I do think Mastro's got more offensive production in the tank than he's shown thus far, but we're talking like an 80 or 90 something wRC+ depending on how aggressively you platoon him.  The defense has looked spectacular this year so I'm happy to give him more playing time, but if he's a starter on this team things went really off the rails or he hit like a 99th percentile outcome.

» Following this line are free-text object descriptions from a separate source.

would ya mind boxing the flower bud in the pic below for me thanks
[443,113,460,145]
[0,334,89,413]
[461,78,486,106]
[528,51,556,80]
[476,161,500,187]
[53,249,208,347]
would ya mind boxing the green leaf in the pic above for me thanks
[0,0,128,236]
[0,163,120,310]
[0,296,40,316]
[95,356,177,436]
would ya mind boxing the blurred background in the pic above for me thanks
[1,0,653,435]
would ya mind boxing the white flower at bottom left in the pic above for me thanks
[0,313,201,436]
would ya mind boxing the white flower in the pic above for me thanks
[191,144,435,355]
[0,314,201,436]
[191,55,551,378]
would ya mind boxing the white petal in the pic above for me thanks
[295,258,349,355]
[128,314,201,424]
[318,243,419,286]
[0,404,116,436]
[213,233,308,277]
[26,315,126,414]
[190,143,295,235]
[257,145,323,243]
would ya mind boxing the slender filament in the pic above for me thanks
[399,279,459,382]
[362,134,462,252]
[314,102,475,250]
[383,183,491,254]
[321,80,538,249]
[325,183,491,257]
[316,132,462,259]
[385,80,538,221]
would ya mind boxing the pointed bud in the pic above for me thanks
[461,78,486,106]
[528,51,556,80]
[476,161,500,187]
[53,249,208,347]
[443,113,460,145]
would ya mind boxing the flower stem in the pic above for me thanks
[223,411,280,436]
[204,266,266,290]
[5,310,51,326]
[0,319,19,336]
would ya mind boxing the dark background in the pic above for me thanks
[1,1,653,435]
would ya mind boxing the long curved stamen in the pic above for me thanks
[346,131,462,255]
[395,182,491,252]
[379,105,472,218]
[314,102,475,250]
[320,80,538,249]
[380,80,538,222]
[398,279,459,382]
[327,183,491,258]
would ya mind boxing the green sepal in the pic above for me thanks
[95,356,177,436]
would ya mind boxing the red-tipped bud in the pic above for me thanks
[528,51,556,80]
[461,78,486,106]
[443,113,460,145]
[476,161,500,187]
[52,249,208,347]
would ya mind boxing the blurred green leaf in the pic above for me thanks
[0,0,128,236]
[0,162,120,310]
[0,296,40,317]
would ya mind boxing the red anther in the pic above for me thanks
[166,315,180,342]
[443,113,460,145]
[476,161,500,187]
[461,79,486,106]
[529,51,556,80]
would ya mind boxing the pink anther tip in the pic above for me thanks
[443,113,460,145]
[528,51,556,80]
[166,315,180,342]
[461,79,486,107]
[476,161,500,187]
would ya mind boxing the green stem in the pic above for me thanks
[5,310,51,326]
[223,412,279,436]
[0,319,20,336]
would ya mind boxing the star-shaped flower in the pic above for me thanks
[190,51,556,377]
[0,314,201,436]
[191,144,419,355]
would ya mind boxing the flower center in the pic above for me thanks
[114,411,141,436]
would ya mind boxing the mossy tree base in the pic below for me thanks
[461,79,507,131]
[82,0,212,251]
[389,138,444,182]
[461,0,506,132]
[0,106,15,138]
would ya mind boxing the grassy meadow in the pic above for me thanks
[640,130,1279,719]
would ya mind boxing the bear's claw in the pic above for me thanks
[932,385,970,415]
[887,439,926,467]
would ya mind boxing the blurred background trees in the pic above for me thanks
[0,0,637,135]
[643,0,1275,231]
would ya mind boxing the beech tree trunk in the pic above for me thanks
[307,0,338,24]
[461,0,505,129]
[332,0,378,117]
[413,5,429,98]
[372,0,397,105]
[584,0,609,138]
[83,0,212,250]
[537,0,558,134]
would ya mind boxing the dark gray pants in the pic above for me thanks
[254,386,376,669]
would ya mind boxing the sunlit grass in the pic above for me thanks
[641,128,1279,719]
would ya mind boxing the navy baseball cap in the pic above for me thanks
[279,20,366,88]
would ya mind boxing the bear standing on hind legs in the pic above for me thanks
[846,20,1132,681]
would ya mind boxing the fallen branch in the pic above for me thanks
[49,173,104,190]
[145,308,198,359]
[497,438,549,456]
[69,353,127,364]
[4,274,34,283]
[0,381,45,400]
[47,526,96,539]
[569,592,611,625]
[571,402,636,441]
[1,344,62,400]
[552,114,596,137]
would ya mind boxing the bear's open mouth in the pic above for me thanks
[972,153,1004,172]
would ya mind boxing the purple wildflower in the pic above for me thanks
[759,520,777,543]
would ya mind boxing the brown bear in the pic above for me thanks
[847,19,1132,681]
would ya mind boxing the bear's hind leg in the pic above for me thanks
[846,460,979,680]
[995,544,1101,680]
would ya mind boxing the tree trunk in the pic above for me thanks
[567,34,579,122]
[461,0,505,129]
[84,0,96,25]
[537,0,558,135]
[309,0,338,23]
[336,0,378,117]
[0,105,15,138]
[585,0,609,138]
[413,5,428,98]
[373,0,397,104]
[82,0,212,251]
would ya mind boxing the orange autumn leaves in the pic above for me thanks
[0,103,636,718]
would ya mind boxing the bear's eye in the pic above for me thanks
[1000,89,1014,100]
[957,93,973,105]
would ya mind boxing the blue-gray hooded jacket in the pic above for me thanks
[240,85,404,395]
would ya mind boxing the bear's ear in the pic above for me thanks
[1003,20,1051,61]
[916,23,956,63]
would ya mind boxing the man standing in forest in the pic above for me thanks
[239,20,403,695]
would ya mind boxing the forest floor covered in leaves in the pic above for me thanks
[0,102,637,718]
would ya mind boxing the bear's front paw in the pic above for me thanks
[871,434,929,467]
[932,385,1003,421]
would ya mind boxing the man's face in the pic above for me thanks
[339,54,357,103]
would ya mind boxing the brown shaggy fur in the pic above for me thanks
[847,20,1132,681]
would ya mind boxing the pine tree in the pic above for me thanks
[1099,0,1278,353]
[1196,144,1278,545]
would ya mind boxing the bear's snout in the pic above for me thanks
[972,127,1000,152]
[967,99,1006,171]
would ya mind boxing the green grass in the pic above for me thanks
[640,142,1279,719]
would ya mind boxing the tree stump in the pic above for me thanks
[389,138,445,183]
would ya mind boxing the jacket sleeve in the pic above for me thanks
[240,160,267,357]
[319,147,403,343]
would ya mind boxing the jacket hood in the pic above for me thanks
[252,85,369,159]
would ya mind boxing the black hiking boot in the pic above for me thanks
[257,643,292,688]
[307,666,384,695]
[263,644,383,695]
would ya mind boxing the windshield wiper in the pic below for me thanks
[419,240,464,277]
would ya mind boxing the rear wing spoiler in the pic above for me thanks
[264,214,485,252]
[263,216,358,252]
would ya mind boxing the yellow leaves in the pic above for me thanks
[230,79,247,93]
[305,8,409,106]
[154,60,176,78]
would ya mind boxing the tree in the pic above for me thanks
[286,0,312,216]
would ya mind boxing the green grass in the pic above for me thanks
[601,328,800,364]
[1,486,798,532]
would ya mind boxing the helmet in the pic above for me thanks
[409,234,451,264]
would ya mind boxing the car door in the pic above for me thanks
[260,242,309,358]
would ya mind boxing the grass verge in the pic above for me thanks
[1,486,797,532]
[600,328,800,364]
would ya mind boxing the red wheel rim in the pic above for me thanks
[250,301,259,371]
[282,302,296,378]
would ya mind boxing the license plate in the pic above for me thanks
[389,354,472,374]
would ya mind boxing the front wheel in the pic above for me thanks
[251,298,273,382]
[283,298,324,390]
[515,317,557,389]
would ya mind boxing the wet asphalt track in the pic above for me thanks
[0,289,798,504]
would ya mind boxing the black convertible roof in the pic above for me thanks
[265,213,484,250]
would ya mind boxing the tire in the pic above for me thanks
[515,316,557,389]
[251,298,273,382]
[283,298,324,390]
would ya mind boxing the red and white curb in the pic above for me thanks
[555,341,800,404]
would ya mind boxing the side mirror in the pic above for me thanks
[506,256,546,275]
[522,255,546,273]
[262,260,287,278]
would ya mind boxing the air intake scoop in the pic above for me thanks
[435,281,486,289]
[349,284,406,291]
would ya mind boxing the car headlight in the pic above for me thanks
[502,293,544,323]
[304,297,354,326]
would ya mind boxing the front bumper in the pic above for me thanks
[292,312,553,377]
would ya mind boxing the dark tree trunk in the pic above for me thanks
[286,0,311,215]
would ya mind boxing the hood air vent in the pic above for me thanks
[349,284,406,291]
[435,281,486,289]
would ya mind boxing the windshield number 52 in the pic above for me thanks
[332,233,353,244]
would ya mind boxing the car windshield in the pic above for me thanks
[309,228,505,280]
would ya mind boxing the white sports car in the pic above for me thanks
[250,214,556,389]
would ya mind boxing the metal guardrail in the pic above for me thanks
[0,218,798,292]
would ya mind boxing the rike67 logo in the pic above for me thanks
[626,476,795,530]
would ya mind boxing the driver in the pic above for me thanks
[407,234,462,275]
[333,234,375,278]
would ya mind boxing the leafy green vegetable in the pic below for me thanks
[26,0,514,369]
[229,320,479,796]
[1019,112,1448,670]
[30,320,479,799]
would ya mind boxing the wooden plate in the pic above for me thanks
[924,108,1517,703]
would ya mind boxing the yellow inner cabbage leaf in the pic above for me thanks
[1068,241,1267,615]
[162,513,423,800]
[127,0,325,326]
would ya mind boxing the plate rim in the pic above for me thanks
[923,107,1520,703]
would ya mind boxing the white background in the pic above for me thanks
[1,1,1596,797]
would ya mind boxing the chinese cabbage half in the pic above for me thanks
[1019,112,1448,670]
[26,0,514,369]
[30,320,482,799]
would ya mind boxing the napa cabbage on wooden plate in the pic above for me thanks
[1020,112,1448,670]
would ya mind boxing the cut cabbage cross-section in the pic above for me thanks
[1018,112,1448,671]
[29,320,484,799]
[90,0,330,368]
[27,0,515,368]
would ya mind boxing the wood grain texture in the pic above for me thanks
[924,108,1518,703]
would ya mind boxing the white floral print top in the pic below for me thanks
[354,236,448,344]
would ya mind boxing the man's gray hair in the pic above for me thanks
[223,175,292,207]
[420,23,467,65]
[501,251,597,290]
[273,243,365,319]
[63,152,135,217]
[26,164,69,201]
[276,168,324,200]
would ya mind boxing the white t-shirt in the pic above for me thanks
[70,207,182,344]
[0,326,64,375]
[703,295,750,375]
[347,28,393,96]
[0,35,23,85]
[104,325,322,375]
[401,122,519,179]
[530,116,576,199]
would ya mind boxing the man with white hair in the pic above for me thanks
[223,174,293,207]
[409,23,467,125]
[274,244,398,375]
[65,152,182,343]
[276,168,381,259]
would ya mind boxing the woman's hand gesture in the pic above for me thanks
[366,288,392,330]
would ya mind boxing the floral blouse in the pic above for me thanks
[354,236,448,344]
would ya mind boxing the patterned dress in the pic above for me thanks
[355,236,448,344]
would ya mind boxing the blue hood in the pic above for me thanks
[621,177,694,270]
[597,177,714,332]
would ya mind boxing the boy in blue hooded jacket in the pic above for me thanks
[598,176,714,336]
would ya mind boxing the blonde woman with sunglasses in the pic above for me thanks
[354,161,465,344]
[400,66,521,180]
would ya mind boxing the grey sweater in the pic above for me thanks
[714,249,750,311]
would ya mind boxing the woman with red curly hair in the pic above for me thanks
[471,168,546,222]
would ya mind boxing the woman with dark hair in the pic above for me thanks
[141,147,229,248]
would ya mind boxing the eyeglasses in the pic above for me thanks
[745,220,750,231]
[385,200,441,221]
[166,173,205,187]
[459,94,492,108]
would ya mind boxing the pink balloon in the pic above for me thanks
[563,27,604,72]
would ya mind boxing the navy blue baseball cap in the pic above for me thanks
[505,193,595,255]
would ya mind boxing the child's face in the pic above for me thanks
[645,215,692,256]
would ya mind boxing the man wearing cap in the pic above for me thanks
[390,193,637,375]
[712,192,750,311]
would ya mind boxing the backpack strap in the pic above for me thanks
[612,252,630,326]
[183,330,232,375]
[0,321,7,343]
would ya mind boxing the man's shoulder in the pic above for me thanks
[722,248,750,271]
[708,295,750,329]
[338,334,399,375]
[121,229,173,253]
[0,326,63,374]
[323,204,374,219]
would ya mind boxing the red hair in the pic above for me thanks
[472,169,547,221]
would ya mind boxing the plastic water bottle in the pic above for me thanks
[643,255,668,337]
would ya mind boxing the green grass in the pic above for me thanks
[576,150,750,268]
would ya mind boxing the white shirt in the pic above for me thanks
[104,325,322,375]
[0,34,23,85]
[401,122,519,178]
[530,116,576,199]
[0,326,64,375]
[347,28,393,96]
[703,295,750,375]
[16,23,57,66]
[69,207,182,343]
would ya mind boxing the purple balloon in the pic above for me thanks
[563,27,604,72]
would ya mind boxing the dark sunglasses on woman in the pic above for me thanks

He's much more likely to be this generation's Tommy La Stella than anything more.

Posted

First things first, the answer to the question is Betteridge's Law.  But if you wanted to make the bull case for Mastrobuoni as a player:

He's pretty consistently hit at a good level at AAA, a 122 wRC+ over 1000 PA, with 13%/19% BB/K.  The plate discipline in particular separates him from Madrigals of the world among contact/low-power bats. ZiPS seems to think that translates okay, they estimate him for a 93 wRC+, which if you combine with slightly above average defense is pretty close to a league average play.  He also adds value on the bases, across AAA and MLB he's 55/64 in SB.

 

But I wouldn't put money on the ZiPS forecast, as his lack of power is probably going to lead to pitchers more fearlessly pounding the zone and make him more at the whims of the BABIP gods.  Plus as a *regular* his profile is not one the Cubs can afford in a lineup that has Hoerner and probably PCA(to say nothing of the catchers).  He is however, a decent bench fit, as there is no 150 game 3B on the roster, and he's the only LHH for 2B/SS/3B on the 40 man unless you stretch Busch, and no other internal options appear imminent(Shaw, Triantos, & Vazquez are all RHH).

 

As it stands, he's perfectly fine as a 26th man option you can yo-yo to Iowa through next year.  If he starts living up to that ZiPS line and there's opportunity you can give him more platoon sided bats, but the best case scenario is that he's written in pencil on the 26 man roster for 2025 similar to Tauchman in security(but not in quantity of playing time), there's just not a path to being more than that unless there was an overhaul of the roster that won't and shouldn't happen.